Dataset construction is heavily dependent on GPT-4o; the quality of initial annotations is coupled to GPT-4o's capabilities. Replacing it with open-source models of comparable quality could reduce costs.
At 1.08 million samples, the dataset is still not particularly large for MLLM training; more aggressive data scaling warrants exploration.
The method is validated only on static images and does not incorporate video-level temporal cues (e.g., flickering, 3D motion).
Full-parameter SFT in Stage 1 incurs considerable computational overhead; it remains to be explored whether LoRA could achieve comparable results.
CoT reasoning text as an intermediate output increases inference latency, and whether it can be omitted at deployment time requires consideration.

vs. I-FAS: I-FAS is a prior MLLM-based FAS method that does not incorporate CoT reasoning. The proposed method performs comparably to I-FAS on Rose-Youtu (where I-FAS excels) but significantly outperforms it in cross-domain scenarios.
vs. LLaVA-CoT: LLaVA-CoT employs a 4-level "summary-caption-reasoning-conclusion" structure for general reasoning.

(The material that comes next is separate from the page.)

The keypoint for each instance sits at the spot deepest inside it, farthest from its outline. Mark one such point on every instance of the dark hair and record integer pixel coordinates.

The present work designs a more fine-grained 6-level structure tailored to FAS, introducing two face-specific levels: Facial Description and Facial Attributes.
vs. VRFT (RL strategy): The verifiable RL strategy from VRFT is adopted and applied to caption model training, with FAS-specific accuracy and format rewards designed accordingly.

Rating¶

Novelty: ⭐⭐⭐⭐ — First FAS CoT-VQA dataset and progressive training strategy; however, the individual technical components (CoT, CEPL) are not entirely novel.

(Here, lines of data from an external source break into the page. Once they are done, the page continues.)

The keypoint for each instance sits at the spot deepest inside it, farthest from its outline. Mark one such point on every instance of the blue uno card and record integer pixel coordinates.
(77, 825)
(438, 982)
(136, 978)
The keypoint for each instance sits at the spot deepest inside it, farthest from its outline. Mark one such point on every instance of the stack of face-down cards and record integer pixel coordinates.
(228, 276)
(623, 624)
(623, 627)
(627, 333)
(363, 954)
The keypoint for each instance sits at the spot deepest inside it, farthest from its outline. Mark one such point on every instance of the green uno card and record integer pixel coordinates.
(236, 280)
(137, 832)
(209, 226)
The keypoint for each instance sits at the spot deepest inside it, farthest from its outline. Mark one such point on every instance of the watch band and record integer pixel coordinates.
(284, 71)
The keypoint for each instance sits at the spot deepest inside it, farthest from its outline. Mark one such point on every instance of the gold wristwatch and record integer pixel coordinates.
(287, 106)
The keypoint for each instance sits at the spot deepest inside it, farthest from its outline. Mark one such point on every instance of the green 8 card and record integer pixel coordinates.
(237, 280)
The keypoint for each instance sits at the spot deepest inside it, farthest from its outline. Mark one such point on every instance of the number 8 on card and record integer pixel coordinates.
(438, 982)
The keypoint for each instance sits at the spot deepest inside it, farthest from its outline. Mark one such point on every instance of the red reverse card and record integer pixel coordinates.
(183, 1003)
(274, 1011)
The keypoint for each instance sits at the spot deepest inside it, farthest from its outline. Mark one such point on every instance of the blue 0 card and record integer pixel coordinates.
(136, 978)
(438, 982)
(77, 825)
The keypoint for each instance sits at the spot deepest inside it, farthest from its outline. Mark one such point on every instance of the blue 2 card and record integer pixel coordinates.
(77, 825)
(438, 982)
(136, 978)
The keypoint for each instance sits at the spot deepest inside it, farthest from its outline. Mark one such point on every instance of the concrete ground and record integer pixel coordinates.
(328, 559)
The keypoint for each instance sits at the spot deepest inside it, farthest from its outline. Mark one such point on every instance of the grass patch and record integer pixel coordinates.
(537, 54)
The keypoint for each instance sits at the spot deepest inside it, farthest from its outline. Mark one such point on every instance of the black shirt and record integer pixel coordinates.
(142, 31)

Experimental Thoroughness: ⭐⭐⭐⭐⭐ — 11 benchmark datasets, multiple training configuration comparisons, and comprehensive ablation studies.
Writing Quality: ⭐⭐⭐⭐ — The data construction pipeline is clearly described, though the methodological contribution is relatively straightforward.
Value: ⭐⭐⭐⭐ — The dataset contribution is significant; the method is effective but domain-specific to FAS.